A very brief piece for the BBC as part of a group of pieces they commissioned about radicalisation and what to do about it in the wake of last week’s incident in Woolwich. It was longer, but got shrunk, and I owe colleagues at RUSI a debt for helping keep it focused.
Radicalisation is defined in the government’s Prevent strategy as “the process by which a person comes to support terrorism and forms of extremism leading to terrorism”.
It is a social process but also a deeply personal experience. The pathway by which one person is radicalised can have a completely different effect on someone else. This makes it very difficult to devise a one-size-fits-all answer to the problem. Instead, a menu of tools is necessary to address different causes.

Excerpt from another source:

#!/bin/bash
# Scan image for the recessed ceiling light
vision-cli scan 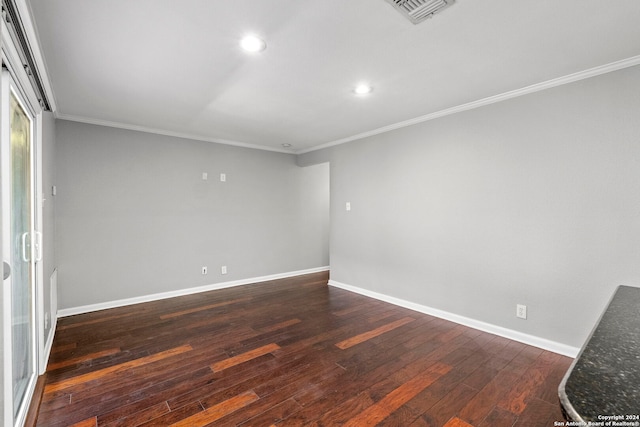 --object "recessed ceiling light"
[353,83,373,95]
[240,35,267,52]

Countering influences online and offline is harder than it might sound. Simply shutting down websites and arresting individuals do not necessarily eliminate the problem.
On the contrary, such moves can drive people underground, making them potentially more appealing and attractive, or they will simply adapt to be on the right side of any ban.

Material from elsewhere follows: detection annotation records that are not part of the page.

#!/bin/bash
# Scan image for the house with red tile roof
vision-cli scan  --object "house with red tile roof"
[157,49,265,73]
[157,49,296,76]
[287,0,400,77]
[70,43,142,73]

This is not just a law enforcement issue. As a society we need to counter the all-encompassing narrative that states that the West is at war with Islam. This is a message that should be repeatedly rejected at every level: politician, community worker, citizen.
Coupled with this, our societies should engage in practices that highlight how open and free we are, and hold power to account when mistakes are made.
The sad truth, however, is that certain decisions that are made will be interpreted by extremists as something that supports their worldview. Very little will be ultimately possible to persuade them otherwise.
The answer is to recognise and acknowledge where we make mistakes and realise that society will always have its discontents.